En cuanto a mi aspecto, solía desear ser tan delgada como una modelo y lucir siempre las mejores joyas, ropa y maquillaje. Aquí en L. A. conocí a mucha gente hermosa, incluso modelos y actores famosos. En general no son la gente que más recuerdo. Pueden lucir muy bien, pero no me impresionan. La gente que ahora considero hermosa son los hombres y mujeres amables y acogedores, dedicados a sus familias y a sus valores. Esas son las personas que quiero imitar.

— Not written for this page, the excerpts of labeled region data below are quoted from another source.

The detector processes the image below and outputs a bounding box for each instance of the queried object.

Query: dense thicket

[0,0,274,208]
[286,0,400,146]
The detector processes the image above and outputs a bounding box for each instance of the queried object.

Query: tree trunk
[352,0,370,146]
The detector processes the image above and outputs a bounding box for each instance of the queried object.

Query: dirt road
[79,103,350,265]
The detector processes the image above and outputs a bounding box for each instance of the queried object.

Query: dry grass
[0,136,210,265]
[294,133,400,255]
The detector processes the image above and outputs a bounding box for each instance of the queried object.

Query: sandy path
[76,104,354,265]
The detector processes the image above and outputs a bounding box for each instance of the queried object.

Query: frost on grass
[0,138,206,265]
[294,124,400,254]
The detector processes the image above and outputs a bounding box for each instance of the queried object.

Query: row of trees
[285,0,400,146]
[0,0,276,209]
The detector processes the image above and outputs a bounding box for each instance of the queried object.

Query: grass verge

La gente siempre dice que no puedes llevarte el dinero contigo cuando mueres. Bueno, tampoco puedes llevarte la belleza ni la fama. Todo lo que puedes llevar son las buenas acciones. Es triste descubrir cuando estás por morir que has puesto en un pedestal lo que no debías. Lo que más me importa ahora es tener y dar amor, ser amable con los demás, cumplir mi propósito a través de lo que escribo, hacer del mundo algo mejor observando mitzvot y siendo solidaria, pasando tiempo con mis seres queridos y asegurándome de que tengo una relación estrecha con Di-s.
No soy perfecta, pero sé qué está bien, qué está mal y qué tengo que hacer para cumplir mis objetivos. Y ya no me engaño pensando que las cosas materiales me van a hacer feliz. Son lindas, pero no lo son todo.
Al dar prioridad a mis valores, descubrí que realmente puedo ser feliz.